また、上記のような応力測定方法では、温度分布に基づいて応力を求めるので、数値解析のような条件設定の難しさが無く、また、歪みゲージを用いて微小な変位を測定するような難しさもない。
なお、上記の応力測定方法は、上記(イ)又は(ロ)の態様に関して説明したが、上記(ハ)の態様に関しても同様である。但し、この場合、温度測定工程102では、赤外線カメラ63により、赤外線カメラ63の正面にある、A領域において負荷が極大値となる位相(0度)の表面を撮影した第1温度分布と、外輪10の背面側ある、A領域において負荷が極小値となる位相(180度)の表面を、ミラー67,68を介して撮影した第2温度分布を得る。

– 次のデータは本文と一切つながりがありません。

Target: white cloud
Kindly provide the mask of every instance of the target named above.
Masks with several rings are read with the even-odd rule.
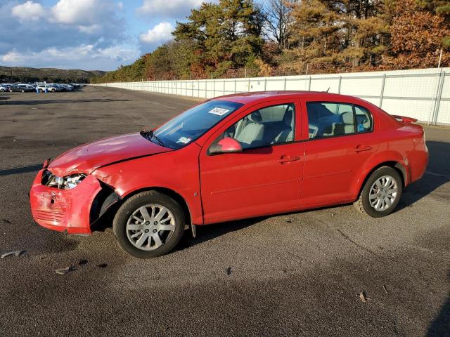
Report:
[[[200,7],[204,0],[143,0],[136,11],[141,16],[163,16],[180,18],[191,10]],[[212,2],[215,2],[213,1]]]
[[[82,44],[63,48],[50,47],[38,52],[20,52],[13,49],[0,55],[0,60],[9,66],[32,65],[62,69],[110,70],[118,64],[134,62],[139,56],[137,46],[113,45],[99,48],[93,44]]]
[[[13,7],[11,14],[18,18],[21,21],[36,21],[46,15],[46,11],[40,4],[27,1],[25,4]]]
[[[59,0],[51,8],[53,20],[68,25],[92,25],[106,5],[102,0]]]
[[[160,22],[146,33],[139,35],[139,40],[144,44],[166,42],[172,39],[172,32],[174,29],[170,22]]]

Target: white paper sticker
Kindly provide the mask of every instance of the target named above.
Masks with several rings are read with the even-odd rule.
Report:
[[[191,141],[191,138],[188,138],[187,137],[180,137],[180,138],[176,141],[176,143],[182,143],[183,144],[187,144]]]
[[[219,116],[223,116],[229,111],[230,110],[227,110],[226,109],[223,109],[221,107],[214,107],[212,110],[210,110],[208,112],[210,112],[210,114],[217,114]]]

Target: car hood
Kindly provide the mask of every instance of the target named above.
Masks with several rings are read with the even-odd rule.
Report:
[[[51,161],[49,171],[60,177],[90,173],[116,161],[172,151],[155,144],[140,133],[110,137],[70,150]]]

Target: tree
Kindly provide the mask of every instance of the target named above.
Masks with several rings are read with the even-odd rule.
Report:
[[[176,41],[190,41],[207,74],[220,77],[242,67],[261,53],[262,13],[252,0],[220,0],[193,10],[185,23],[177,22]]]
[[[269,0],[262,8],[264,19],[264,34],[276,42],[280,50],[289,48],[290,25],[292,23],[292,6],[285,0]]]
[[[431,2],[397,0],[390,27],[390,55],[384,57],[386,67],[405,69],[437,65],[441,48],[449,48],[446,38],[450,36],[450,27],[448,15],[439,14],[442,13],[437,11],[439,7],[432,6]],[[449,62],[450,55],[444,53],[442,65]]]

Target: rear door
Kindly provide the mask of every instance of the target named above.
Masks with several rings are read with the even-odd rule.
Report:
[[[257,105],[205,143],[200,155],[205,223],[299,208],[304,145],[295,140],[300,114],[297,99]],[[238,140],[243,151],[209,154],[208,148],[224,136]]]
[[[302,206],[353,201],[360,168],[378,148],[370,111],[345,102],[311,101],[303,107],[309,139]]]

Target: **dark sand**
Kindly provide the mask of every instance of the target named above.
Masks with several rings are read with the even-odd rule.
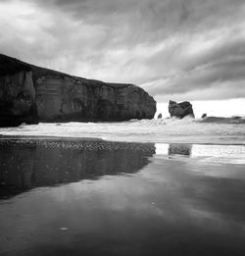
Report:
[[[0,255],[244,255],[245,165],[193,148],[1,139]]]

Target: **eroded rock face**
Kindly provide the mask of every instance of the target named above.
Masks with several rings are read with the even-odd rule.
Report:
[[[47,76],[36,80],[40,121],[122,121],[152,119],[156,103],[143,89],[105,82],[91,86],[69,77]]]
[[[156,112],[156,101],[136,85],[72,77],[4,55],[0,55],[0,126],[37,120],[153,119]]]
[[[34,99],[31,71],[0,77],[0,127],[33,123]]]
[[[169,112],[171,118],[182,119],[184,117],[195,118],[192,105],[188,101],[183,101],[181,103],[176,103],[175,101],[170,100]]]

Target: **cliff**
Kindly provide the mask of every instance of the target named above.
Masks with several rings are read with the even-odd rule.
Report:
[[[0,126],[152,119],[142,88],[73,77],[0,55]]]
[[[176,103],[175,101],[170,100],[169,113],[171,114],[171,118],[195,118],[192,105],[188,101]]]

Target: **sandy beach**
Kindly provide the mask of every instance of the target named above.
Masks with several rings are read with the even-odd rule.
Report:
[[[243,255],[244,146],[0,141],[0,255]]]

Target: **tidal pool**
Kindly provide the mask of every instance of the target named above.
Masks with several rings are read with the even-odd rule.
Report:
[[[245,148],[0,141],[0,255],[244,255]]]

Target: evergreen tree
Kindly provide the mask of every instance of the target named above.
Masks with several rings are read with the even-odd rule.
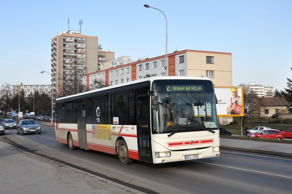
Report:
[[[290,68],[292,70],[292,68]],[[287,108],[290,112],[292,112],[292,79],[287,78],[287,88],[284,88],[284,91],[281,91],[281,94],[288,102]]]

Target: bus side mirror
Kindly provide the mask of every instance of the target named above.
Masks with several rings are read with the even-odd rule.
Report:
[[[151,109],[158,109],[158,97],[157,96],[151,96]]]

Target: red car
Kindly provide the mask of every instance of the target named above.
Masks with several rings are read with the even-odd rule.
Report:
[[[287,129],[284,131],[281,131],[285,137],[292,137],[292,128]]]
[[[251,133],[248,135],[248,136],[253,137],[260,137],[277,140],[284,139],[284,134],[281,133],[279,130],[274,129],[261,130],[255,133]]]

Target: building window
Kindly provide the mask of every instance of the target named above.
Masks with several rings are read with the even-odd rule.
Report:
[[[153,62],[153,68],[156,68],[157,67],[157,62],[156,61]]]
[[[180,70],[180,76],[185,76],[185,70]]]
[[[214,57],[206,57],[206,63],[214,64]]]
[[[209,78],[214,77],[214,71],[206,71],[206,77]]]
[[[180,62],[179,63],[182,63],[185,62],[185,56],[180,56],[179,57]]]

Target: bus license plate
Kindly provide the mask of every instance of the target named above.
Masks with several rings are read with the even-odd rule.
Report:
[[[190,155],[190,156],[185,156],[185,160],[194,160],[194,159],[198,159],[199,155],[196,154],[195,155]]]

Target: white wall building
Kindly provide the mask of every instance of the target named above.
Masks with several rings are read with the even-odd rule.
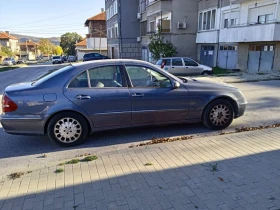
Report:
[[[249,72],[280,69],[279,0],[209,0],[199,4],[196,42],[202,63]]]

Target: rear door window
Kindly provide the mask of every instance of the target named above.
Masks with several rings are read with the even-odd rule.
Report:
[[[94,53],[94,57],[100,58],[102,56],[100,54],[98,54],[98,53]]]
[[[88,88],[88,77],[87,72],[83,72],[77,76],[68,86],[69,88]]]
[[[190,58],[184,58],[185,66],[198,66],[198,64]]]
[[[125,87],[120,66],[104,66],[89,70],[92,88]]]
[[[172,66],[183,66],[182,58],[172,58]]]

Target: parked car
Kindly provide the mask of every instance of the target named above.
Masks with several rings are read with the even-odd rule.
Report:
[[[102,60],[102,59],[109,59],[109,57],[105,55],[101,55],[99,53],[87,53],[84,54],[83,62],[92,61],[92,60]]]
[[[66,55],[62,56],[62,60],[63,60],[63,62],[67,62],[68,57]]]
[[[2,65],[4,66],[12,66],[12,65],[16,65],[17,62],[15,61],[14,58],[4,58]]]
[[[77,58],[76,58],[76,56],[74,56],[74,55],[69,55],[67,61],[68,61],[68,62],[76,62],[76,61],[77,61]]]
[[[52,64],[57,64],[57,63],[59,64],[63,63],[61,56],[56,55],[52,57]]]
[[[70,65],[8,86],[0,122],[7,133],[47,134],[71,147],[96,131],[116,128],[202,121],[221,130],[244,114],[246,104],[234,86],[114,59]]]
[[[208,75],[213,73],[211,67],[201,65],[188,57],[162,58],[156,62],[156,65],[177,76]]]
[[[19,58],[17,61],[17,64],[24,64],[26,63],[26,60],[24,58]]]

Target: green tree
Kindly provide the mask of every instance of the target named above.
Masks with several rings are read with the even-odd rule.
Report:
[[[63,54],[63,50],[60,46],[56,45],[53,48],[53,54],[55,55],[62,55]]]
[[[75,44],[82,40],[82,37],[73,32],[67,32],[61,36],[60,46],[63,51],[68,55],[75,55]]]
[[[49,55],[53,52],[54,44],[49,39],[41,39],[38,44],[42,53]]]
[[[5,47],[5,46],[2,46],[1,47],[1,54],[4,55],[4,56],[14,56],[15,53],[13,53],[13,51],[9,48],[9,47]]]
[[[150,36],[149,50],[152,59],[158,60],[161,57],[172,57],[177,53],[177,48],[169,41],[165,41],[160,28],[158,33]]]

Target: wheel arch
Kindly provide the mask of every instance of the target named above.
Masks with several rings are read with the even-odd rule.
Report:
[[[84,120],[86,121],[86,123],[87,123],[87,126],[88,126],[88,134],[91,134],[91,132],[92,132],[92,123],[90,122],[90,119],[88,119],[88,118],[87,118],[83,113],[81,113],[81,112],[78,112],[78,111],[76,111],[76,110],[67,110],[67,109],[66,109],[66,110],[60,110],[60,111],[54,112],[54,113],[52,113],[52,114],[48,117],[48,119],[46,120],[46,122],[45,122],[45,124],[44,124],[44,134],[47,133],[48,125],[49,125],[51,119],[52,119],[55,115],[57,115],[57,114],[66,113],[66,112],[72,112],[72,113],[76,113],[76,114],[82,116],[82,117],[84,118]]]
[[[218,96],[218,97],[215,97],[215,98],[212,98],[210,101],[208,101],[208,103],[205,105],[204,109],[203,109],[203,112],[202,112],[202,115],[201,115],[201,119],[203,119],[203,116],[204,116],[204,112],[206,110],[206,107],[212,103],[213,101],[216,101],[216,100],[219,100],[219,99],[224,99],[224,100],[227,100],[230,102],[230,104],[232,105],[233,107],[233,112],[234,112],[234,117],[237,115],[238,113],[238,105],[237,105],[237,102],[231,98],[230,96]]]

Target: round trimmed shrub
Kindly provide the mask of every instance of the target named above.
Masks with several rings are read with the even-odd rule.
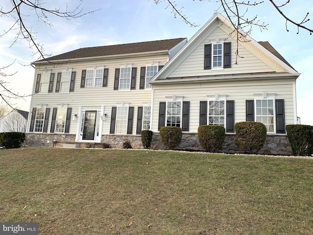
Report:
[[[296,156],[311,156],[313,154],[313,126],[287,125],[287,136]]]
[[[160,138],[167,149],[173,149],[181,142],[181,128],[177,126],[163,126],[160,129]]]
[[[198,138],[202,148],[206,152],[215,153],[221,150],[225,140],[225,128],[217,125],[199,126]]]
[[[149,148],[151,145],[153,132],[149,130],[143,130],[141,135],[141,142],[145,148]]]
[[[255,153],[264,145],[266,127],[261,122],[241,121],[235,124],[236,144],[240,150],[247,153]]]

次の温度変化演算工程103では、A領域の温度変化を演算する。温度測定工程102で得られた第1温度分布と第2温度分布の同一箇所は、半回転ずれて表れるため、半回転分フレームをずらして組み合わせることにより、第1温度分布と第2温度分布の差をとり、A領域の温度変化を演算する。そして、最後の応力分布算出工程104では、演算部65が、温度変化演算に基づいて、A領域の応力分布を算出する。そして、この応力分布の算出結果は、表示部66のモニタ上に表示される。
このようにして、等速ジョイント1の実用状態により近い状態で等速ジョイント1を駆動させながら、A領域において実際に生じる応力分布を正確に測定することができる。これにより、外輪10の最弱部位となり易い実用状態におけるA領域の応力分布を正確に把握し、外輪10の十分な強度を確保しつつ薄肉化を図るなど、外輪10の最適な形状や肉厚を設計することができる。
《応力測定方法における補正》
ところが、上記の基本的な応力測定方法において、温度分布に影響を与えるのは、応力だけではなく、摩擦熱もある。摩擦熱の影響が含まれている温度分布では、応力分布を正確に求めることができない。そこで、摩擦熱の影響を排除する補正を考える。
図8の(a)は、(b)に示す荷重変動と同期して周期的に変動する温度を示す図である。摩擦熱によって、徐々に波形のピーク値が上昇し、初期と終期とではピーク値が明らかに異なる。そこで、以下の処理を演算部65において行う。図9は、この処理の概略を示すフローチャートである。これは、例えば温度測定工程102(図6)の一部として行われる。
まず、等速ジョイント1に荷重変動を付与する前の初期温度を測定して記憶する(ステップS1)。記憶は、記憶部65mを用いて行われる(以下、同様。)。
次に、等速ジョイント1に荷重変動を付与し、温度測定を開始する。測定開始後の最初の1周期分を第1周期とし、温度分布より温度平均値(第1平均温度)を求める。また、測定終了前の最後の1周期分を第2周期とし、温度分布より温度平均値(第2平均温度)を求める(ステップS2)。
そして、第1平均温度及び第2平均温度の差に基づいて時間xに対する温度勾配aを求める。また、この温度勾配a及び、前述の初期温度bに基づいて温度特性y=ax+bを決定する(ステップS3)。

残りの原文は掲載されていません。